Petrolio al tappeto. Giappone calano esportazioni a marzo

La nuova settimana inizia con il petrolio che va al tappeto. Il prezzo del WTI sotto i 15 dollari. In Giappone calano le esportazioni a marzo. In Cina la Banca centrale abbassa il tasso di riferimento. Questo ed altro nella prima K Briefing della settimana.

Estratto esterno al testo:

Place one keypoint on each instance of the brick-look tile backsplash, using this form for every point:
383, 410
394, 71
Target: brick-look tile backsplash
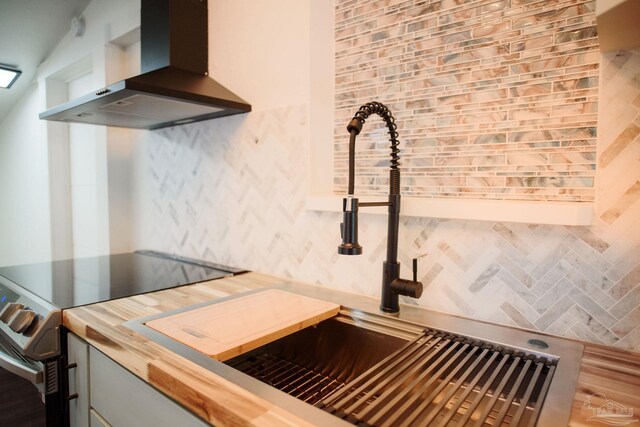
493, 99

Petrolio al tappeto, scorte piene. Taglio produzione non basta. E’ durato poco il recupero del prezzo al barile del greggio. La recessione deprime il consumo e le scorte sono oramai piene. L’accordo sul taglio alla produzione globale, faticosamente raggiunto nelle scorse settimane, è completamente superato dalla realtà macroeconomica. Risultato: prezzo sotto i 15 dollari al barile per il contratto con scadenza a maggio, ma prezzi in picchiata, sotto i 25 dollari, anche per il WTI in consegna a giugno. Per alcuni analisti la caduta del prezzo del greggio non ha per il momento un pavimento certo. La domanda rischia di arrivare molto prossima a zero.

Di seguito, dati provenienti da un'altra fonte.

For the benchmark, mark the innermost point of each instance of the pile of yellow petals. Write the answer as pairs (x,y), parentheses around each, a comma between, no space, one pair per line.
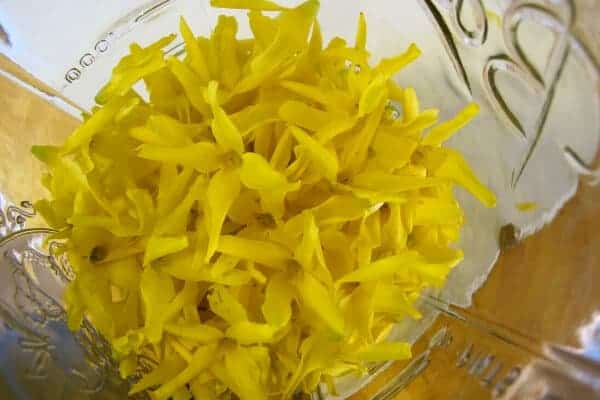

Giappone, a marzo giù esportazioni. Le esportazioni giapponesi sono scese a marzo dell’11.7% su base annua. Un dato peggiore di quanto si attendesse il mercato ed in netto deterioramento rispetto alla rilevazione di febbraio (-1%). Si tratta del peggior calo dal 2016, scatenato dal tracollo del settore auto (-13.9% le auto, -17% la componentistica). Calano le esportazioni sia verso i partner asiatici (un -33% verso Singapore), sia verso gli USA, il -16.5% è il peggior risultato dal 2011. Scendono, ma meno delle attese, anche le importazioni che a marzo registrano un -5.0%, in recupero rispetto a febbraio (-13.9%), condizionate dalla debolezza della componente energia (petrolio e minerali). Crollo dell’84% delle importazioni da Hong Kong, mentre aumentano le merci importate da Singapore, USA, ed Emirati Arabi.

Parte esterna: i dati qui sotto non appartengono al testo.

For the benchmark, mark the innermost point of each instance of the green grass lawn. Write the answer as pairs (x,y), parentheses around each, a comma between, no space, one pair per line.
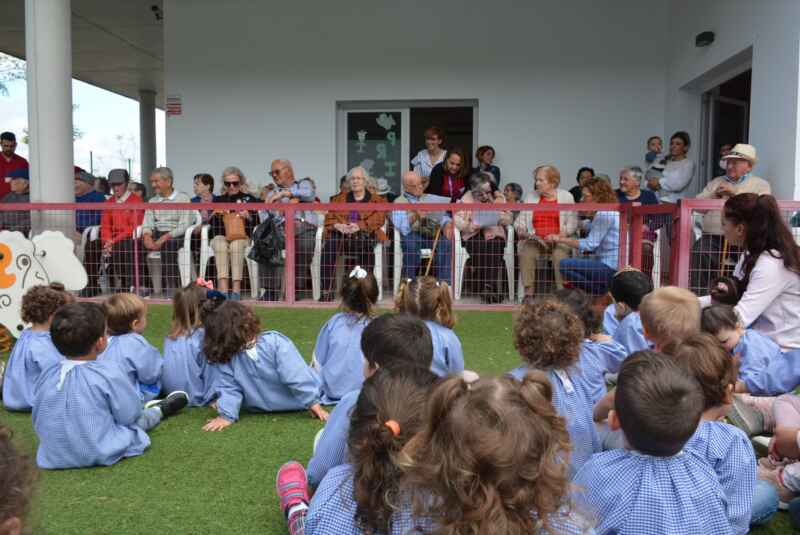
(191,482)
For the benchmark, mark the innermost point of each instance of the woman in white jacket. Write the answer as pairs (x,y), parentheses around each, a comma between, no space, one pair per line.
(533,227)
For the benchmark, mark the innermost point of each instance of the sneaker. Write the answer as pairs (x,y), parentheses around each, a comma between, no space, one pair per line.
(291,485)
(746,417)
(172,404)
(785,495)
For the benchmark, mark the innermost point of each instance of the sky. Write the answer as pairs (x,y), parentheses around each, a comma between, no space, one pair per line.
(109,122)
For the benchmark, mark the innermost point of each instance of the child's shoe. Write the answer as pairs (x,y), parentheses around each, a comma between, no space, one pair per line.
(170,405)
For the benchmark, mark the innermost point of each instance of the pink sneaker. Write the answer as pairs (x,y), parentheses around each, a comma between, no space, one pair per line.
(291,484)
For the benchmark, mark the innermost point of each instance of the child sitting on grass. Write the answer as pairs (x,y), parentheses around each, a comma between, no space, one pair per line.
(337,354)
(725,447)
(364,495)
(654,485)
(390,341)
(17,475)
(753,349)
(258,372)
(548,336)
(34,351)
(490,458)
(429,300)
(185,366)
(126,314)
(628,288)
(86,412)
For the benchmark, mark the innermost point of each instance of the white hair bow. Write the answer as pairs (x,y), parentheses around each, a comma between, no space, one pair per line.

Cina, banca centrale taglia riferimento. Come da attese di mercato, Pechino taglia il tasso di riferimento per la seconda volta nel 2020. Una sforbiciata di 20 punti base che porta il tasso benchmark al 3.85%, abbassato anche il tasso per i finanziamenti a 5 anni, 10 punti base in meno. E’ la prima risposta ai dati sulla crescita economica usciti settimana scorsa (-6.8% nel primo trimestre 2020).

USA. Anche il CFNAI segnala recessione. Il Chicago Fed’s National Activity Index scende a -4.9 in Marzo, con la media a 3 mesi che segna -1.47, ai minimi dal 2009. Una media mobile a 3 mesi sotto quota 0.7 è storicamente associata ad una fase di recessione. Tutte le 4 componenti dell’indice virano in negativo.

Nuova Zelanda, inflazione sale. Mentre il governo prolunga di un’altra settimana il lockdown, l’inflazione kiwi sale più delle attese nel primo trimestre 2020. +0.8% rispetto agli ultimi tre mesi del 2019 e +2.5% su base annua. Si tratta del livello più alto dal 3° trimestre del 2011.